Airport in Michigan, United States

Richmond Field is a privately owned, public use airport. It is located two nautical miles (4 km) southeast of the central business district of Gregory, a city in Livingston County, Michigan, United States.

The airport is home to multiple gliding clubs.

== Facilities and aircraft ==
Richmond Field covers an area of 145 acres (59 ha) at an elevation of 921 feet (281 m) above mean sea level. It has one runway designated 18/36 with a turf surface measuring 2,471 by 100 feet (753 x 30 m).

There is no fixed-base operator at the airport. In 1994, a local gliding club purchased additional land at the airport in order to make facility upgrades themselves.

Presently, Sandhill Soaring Club, a Michigan nonprofit corporation and Chapter of the Soaring Society of America, operates a fleet of gliders and tow-planes at Richmond Field that range from primary trainers (gliders) to single-place 18-Meter and two-seat 20-Meter racing sailplanes. The gliding club conducts both aerotow and ground launch operations at Richmond Field, and provides training in both launch methods. The Club's members, including its tow-pilots and FAA Certified Flight Instructors (CFI-G), volunteer their time and services for free. Visitors may purchase discovery flights in a glider to see what gliding (otherwise known as Soaring), is like and to determine whether they would like to take flying lessons to become a certificated glider pilot themselves.

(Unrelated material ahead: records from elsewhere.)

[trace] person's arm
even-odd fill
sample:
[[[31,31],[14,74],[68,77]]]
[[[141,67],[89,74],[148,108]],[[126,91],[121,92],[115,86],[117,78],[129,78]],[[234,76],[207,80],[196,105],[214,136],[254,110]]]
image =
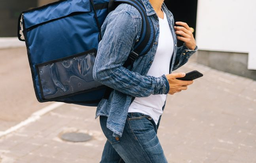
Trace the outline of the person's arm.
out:
[[[123,65],[133,49],[140,27],[125,11],[111,15],[100,42],[93,70],[93,79],[123,93],[135,97],[167,94],[169,87],[164,74],[143,76]]]
[[[181,67],[188,61],[188,59],[198,49],[197,46],[195,47],[194,50],[191,50],[185,45],[185,43],[183,45],[178,47],[177,49],[177,53],[175,60],[174,62],[174,65],[173,70],[174,71]]]
[[[174,26],[177,38],[184,42],[183,45],[178,47],[173,70],[177,69],[186,63],[190,57],[197,50],[195,40],[190,29],[186,23],[177,22],[176,24],[181,26]]]

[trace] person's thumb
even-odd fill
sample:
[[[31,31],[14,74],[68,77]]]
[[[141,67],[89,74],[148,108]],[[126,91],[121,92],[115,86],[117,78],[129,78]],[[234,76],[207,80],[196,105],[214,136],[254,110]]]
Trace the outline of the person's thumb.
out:
[[[178,73],[173,73],[172,75],[173,77],[176,79],[176,78],[183,77],[186,75],[186,74],[184,72],[179,72]]]

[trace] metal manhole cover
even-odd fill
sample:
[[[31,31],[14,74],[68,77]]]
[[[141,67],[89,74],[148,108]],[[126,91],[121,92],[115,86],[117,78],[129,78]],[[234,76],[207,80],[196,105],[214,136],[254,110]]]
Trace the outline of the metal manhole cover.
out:
[[[61,135],[61,138],[65,141],[72,142],[82,142],[92,138],[88,134],[82,133],[67,133]]]

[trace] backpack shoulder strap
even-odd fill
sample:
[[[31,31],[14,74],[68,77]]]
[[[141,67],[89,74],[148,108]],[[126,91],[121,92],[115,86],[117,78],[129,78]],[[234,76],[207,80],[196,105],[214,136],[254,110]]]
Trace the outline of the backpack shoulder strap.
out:
[[[146,54],[152,47],[155,40],[155,29],[152,20],[147,15],[146,9],[140,0],[110,0],[108,3],[108,12],[114,9],[118,5],[123,3],[134,6],[139,11],[142,18],[140,39],[138,42],[135,43],[133,51],[131,52],[123,65],[125,67],[131,65],[132,68],[134,61],[139,56]]]
[[[131,52],[123,65],[127,68],[131,65],[131,69],[134,61],[139,56],[146,54],[152,47],[155,40],[155,29],[152,20],[147,15],[146,9],[140,0],[110,0],[108,3],[108,12],[115,9],[118,5],[122,3],[128,3],[134,6],[139,11],[142,18],[139,41],[135,43],[133,51]],[[112,90],[112,88],[108,87],[103,98],[108,99]]]

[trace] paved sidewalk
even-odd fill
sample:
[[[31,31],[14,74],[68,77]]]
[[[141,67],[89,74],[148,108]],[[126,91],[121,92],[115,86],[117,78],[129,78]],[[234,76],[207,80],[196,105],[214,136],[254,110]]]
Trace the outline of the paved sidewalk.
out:
[[[157,133],[169,163],[256,163],[256,81],[193,62],[204,76],[168,95]],[[0,163],[98,163],[106,139],[95,108],[64,104],[0,138]],[[93,139],[72,143],[68,131]]]

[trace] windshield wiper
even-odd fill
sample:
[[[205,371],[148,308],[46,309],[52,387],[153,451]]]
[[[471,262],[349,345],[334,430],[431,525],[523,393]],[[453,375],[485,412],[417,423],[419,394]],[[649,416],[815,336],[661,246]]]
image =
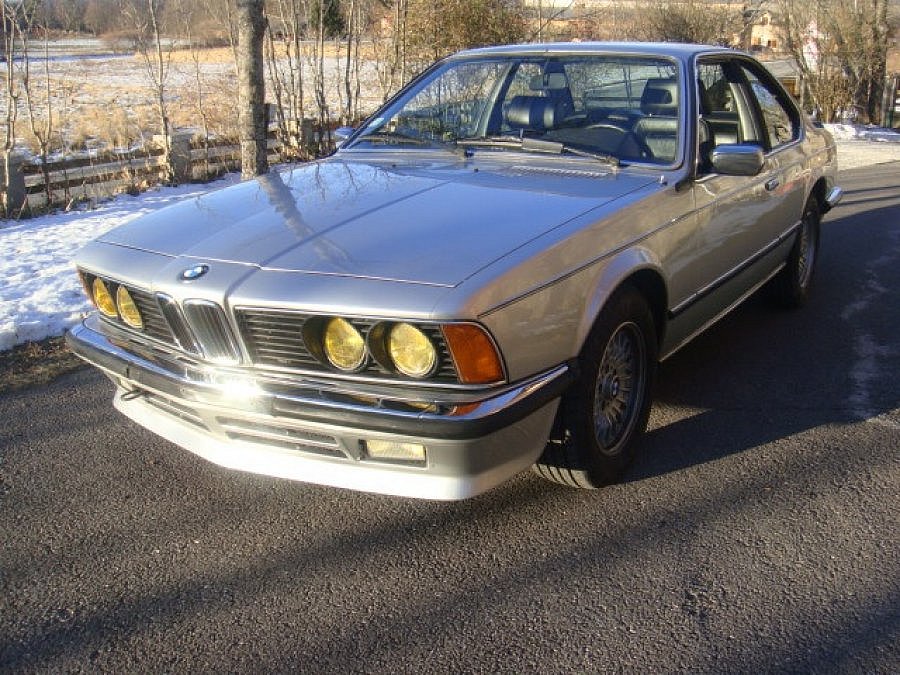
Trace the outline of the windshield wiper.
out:
[[[545,141],[542,138],[523,138],[522,149],[531,152],[546,152],[552,155],[561,155],[564,152],[567,152],[570,155],[590,157],[591,159],[597,159],[615,167],[619,166],[619,158],[614,157],[613,155],[595,152],[594,150],[582,150],[581,148],[574,148],[571,145],[566,145],[559,141]]]
[[[385,143],[391,144],[394,143],[396,145],[430,145],[428,141],[424,138],[418,138],[416,136],[409,136],[408,134],[401,134],[397,131],[373,131],[372,133],[365,134],[364,136],[360,136],[357,138],[353,145],[357,143],[362,143],[363,141],[371,141],[374,143]]]
[[[571,145],[560,143],[559,141],[546,141],[541,138],[530,138],[528,136],[524,138],[518,136],[472,136],[469,138],[459,138],[457,139],[456,144],[463,147],[476,148],[515,148],[516,150],[523,150],[525,152],[543,152],[550,155],[568,153],[578,157],[590,157],[591,159],[599,160],[614,167],[619,166],[618,157],[614,157],[613,155],[575,148]]]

The club has a vibrant Juniors program that supports youth involvement in soaring. This has led to several members obtaining their ATP ratings and pursuing professional careers in aviation as Airline Pilots or Corporate Jet Pilots, while others have pursued careers in Aerospace engineering or gained admission to the USAF Academy.

For the 12-month period ending December 31, 2021, the airport had 6,552 general aviation aircraft operations, an average of 18 per day. At that time there were 36 aircraft based at this airport: 32 gliders and 4 single-engine airplanes.

== Accidents and incidents ==

- In June 2006, a Beechcraft Bonanza crashed while attempting a diversion to Richmond Field due to engine power loss. The probable cause of the accident was found to be the non-mechanical loss of engine power for undetermined reasons during cruise flight and the unsuitable terrain the pilot selected for the forced landing.
- On December 14, 2006, a Schleicher AS-K13 contacted trees while on final approach to land. The pilot reported that when he entered the traffic pattern he noticed the wind sock was shifting and the glider was losing altitude at a rate that was faster than the previous flight. He stated that because of this, he turned onto base leg sooner than normal. He reported, "Upon turning there was an immediate sense of an inability to penetrate thru the airmass as the glider continued to lose altitude." He stated he lowered the nose of the glider in an attempt to gain airspeed and flew an abbreviated base leg, heading straight for the runway. The pilot reported he then noted a shift in the wind and the glider descended into the 75 foot tall trees northeast of the approach end of the runway. The probable cause was found to be the pilot's unexpected encounter with wind shear and his inability to remain clear of the trees while on final approach to land.
- On May 10, 2008, a Schleicher AS-K13 was involved in an accident after takeoff from Richmond Field. The glider became airborne from the towplane and was consistently flying higher than it needed to be. After releasing from the towline, the glider resumed a level pitch attitude and began to decelerate. The pilot selected full nose down trim, in response to his limited pitch control. The glider continued to decelerate and subsequently landed hard on the turf runway. The main landing gear and aft fuselage tubular support structure was substantially damaged during the hard landing. Both wingtips were damaged and there were several fabric tears on the left wing and fuselage. After exiting the glider, the pilot found his handheld communication radio on the cockpit floor. The pilot said that during takeoff the radio must have fell off his seat onto the cockpit floor, restricting the movement of the control stick. The probable cause was found to be the pilot's failure to adequately secure his handheld radio prior to takeoff, which resulted in a restriction of the flight control stick and loss of control. Following this incident, the Operator of the aircraft implemented new policies requiring the wing-runner to go through a pre-takeoff checklist of their own (before hooking up the glider), that includes having the Pilot In Command and any passengers check to make sure "all loose items are stowed and secure." This would include any portable radios, cell phones, cameras, etc. This would become a best practice adopted by other gliding clubs.
- On July 29, 2012, an experimental Smith Applebay Zuni II glider sustained substantial damage when it impacted trees and terrain while in the traffic pattern at the Richmond Field Airport. The pilot had just departed the airport and was unable to find the necessary lift to complete the flight, and even after he joined the downwind leg to land at the airport, he still could not find the needed lift. A witness located at the airport reported that he observed the glider on the downwind leg. He reported that the glider's altitude was low, about 125 to 150 feet agl, and it was in close to the airport and flying "somewhat slowly." The glider seemed to slow down even more as it began to turn to the base leg. The glider's left wing stalled, and the glider pitched down nearly vertically. It completed about 1/2 spin before it disappeared behind the trees about 2,000 feet away. The probable cause was found to be the glider pilot's failure to maintain sufficient altitude and airspeed while turning to the base leg of the traffic pattern, which resulted in a stall/spin and impact with trees and terrain. Both stalls and spin training (recognition and prevention), are included in the curriculum taught to Student Glider Pilots as they pursue a Private Pilot Glider Certificate, the minimum rating required of glider pilots to take passengers for a ride. Commercial Pilots and FAA Certified Flight Instructors get further instruction in these areas too.